Discover Mann's Nobel Prizewinning semi-autobiographical and sweeping family epic.

The Buddenbrook clan is everything you'd expect of a nineteenth-century German merchant family - wealthy, esteemed, established. Four generations later, a tide of twentieth-century modernism has gradually disintegrated the bourgeois values on which the Buddenbrooks built their success.

In this, Mann's first novel, his astounding, semi-autobiographical family epic, he portrays the transition of genteel Germanic stability to a very modern uncertainty.

'Perhaps the first great novel of the 20th century' New York Times

Reviews

  • Perhaps the first great novel of the 20th century
    New York Times

About the author

Thomas Mann

Thomas Mann was born in 1875 in Lubeck, of a line of prosperous and influential merchants. He was only twenty-five when Buddenbrooks, his first major novel, was published. Before it was banned and burned by Hitler, it had sold over a million copies in Germany alone.

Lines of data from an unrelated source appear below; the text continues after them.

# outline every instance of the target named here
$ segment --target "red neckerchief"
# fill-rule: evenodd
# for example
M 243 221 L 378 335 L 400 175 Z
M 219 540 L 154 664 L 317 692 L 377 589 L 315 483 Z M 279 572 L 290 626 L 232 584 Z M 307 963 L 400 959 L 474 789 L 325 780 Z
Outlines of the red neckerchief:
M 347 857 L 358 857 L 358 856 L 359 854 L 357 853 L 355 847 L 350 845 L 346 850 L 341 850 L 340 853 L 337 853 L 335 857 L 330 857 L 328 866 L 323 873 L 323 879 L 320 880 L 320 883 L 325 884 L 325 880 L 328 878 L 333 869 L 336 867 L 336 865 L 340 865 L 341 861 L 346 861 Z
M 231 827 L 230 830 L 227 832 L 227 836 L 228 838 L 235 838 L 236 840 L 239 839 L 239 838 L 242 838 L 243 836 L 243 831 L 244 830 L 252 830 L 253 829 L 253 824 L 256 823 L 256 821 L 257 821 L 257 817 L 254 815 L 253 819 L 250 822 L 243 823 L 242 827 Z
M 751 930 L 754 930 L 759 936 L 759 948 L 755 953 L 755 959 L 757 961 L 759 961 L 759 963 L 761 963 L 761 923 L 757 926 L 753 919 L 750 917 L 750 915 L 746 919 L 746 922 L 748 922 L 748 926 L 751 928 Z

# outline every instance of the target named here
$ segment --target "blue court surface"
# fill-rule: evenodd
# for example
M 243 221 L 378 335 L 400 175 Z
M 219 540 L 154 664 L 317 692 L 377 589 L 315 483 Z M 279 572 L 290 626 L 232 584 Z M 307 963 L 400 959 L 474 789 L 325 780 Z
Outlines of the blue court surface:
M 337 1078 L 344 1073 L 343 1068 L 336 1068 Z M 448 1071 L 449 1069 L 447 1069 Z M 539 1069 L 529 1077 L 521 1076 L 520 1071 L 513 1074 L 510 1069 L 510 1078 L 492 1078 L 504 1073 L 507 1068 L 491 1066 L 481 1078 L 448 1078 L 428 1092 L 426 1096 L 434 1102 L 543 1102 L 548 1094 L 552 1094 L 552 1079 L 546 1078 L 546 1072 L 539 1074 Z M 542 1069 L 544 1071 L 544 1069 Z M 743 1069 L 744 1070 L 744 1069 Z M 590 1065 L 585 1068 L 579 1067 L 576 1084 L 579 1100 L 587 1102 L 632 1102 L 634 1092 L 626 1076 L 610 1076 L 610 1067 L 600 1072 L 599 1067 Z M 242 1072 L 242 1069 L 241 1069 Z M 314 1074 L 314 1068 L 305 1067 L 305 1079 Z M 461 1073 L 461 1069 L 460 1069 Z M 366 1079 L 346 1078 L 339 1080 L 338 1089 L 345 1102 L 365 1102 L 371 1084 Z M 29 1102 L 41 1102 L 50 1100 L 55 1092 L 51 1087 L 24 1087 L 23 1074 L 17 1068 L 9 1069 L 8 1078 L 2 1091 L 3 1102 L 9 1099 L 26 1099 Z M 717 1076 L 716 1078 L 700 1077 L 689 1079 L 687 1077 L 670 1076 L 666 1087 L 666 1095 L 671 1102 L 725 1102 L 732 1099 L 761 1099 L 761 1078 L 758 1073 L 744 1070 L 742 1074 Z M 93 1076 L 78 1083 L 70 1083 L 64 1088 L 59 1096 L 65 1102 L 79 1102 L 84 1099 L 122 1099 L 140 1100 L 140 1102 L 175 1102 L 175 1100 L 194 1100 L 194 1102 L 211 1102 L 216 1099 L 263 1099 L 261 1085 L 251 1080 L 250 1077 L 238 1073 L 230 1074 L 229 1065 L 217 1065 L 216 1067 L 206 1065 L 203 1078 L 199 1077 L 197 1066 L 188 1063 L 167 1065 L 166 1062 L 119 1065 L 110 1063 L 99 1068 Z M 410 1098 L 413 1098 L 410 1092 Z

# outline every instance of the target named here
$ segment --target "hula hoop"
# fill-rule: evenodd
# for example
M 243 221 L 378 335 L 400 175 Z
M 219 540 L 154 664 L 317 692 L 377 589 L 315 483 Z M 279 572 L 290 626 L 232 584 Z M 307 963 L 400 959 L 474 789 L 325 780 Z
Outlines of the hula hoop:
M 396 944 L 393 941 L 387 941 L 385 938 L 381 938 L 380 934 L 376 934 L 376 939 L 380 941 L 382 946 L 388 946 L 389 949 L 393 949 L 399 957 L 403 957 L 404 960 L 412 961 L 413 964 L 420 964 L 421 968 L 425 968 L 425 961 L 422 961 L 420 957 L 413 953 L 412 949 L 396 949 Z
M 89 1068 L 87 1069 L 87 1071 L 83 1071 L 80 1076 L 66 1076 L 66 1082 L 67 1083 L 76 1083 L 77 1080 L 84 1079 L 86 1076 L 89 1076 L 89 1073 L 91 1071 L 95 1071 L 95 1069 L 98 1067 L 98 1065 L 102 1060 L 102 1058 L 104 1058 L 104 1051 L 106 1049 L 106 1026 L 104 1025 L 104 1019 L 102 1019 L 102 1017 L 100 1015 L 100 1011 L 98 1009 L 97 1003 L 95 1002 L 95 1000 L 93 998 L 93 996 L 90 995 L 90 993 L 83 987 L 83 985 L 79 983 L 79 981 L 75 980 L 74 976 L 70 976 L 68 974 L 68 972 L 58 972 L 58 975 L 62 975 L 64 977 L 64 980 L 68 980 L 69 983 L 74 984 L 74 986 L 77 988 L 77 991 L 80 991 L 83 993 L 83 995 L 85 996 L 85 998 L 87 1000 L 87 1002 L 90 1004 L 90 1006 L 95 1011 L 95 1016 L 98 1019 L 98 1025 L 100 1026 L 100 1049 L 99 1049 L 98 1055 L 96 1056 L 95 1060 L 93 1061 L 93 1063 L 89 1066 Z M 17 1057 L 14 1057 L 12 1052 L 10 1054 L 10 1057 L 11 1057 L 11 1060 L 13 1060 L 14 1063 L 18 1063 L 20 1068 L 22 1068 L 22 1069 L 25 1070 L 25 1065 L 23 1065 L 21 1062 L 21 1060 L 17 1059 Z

His second great novel, The Magic Mountain, was published in 1924 and the first volume of his tetralogy Joseph and his Brothers in 1933. In 1929 he was awarded the Nobel Prize for literature. In 1933 Thomas Mann left Germany for Switzerland. Then, after several previous visits, in 1938 he settled in the United States, where he wrote Doctor Faustus and The Holy Sinner. Among the honours he received in the US was his appointment as a Fellow of the Library of Congress. He revisited his native country in 1949 and returned to Switzerland in 1952, where The Black Swan and Confessions of Felix Krull were written and where he died in 1955.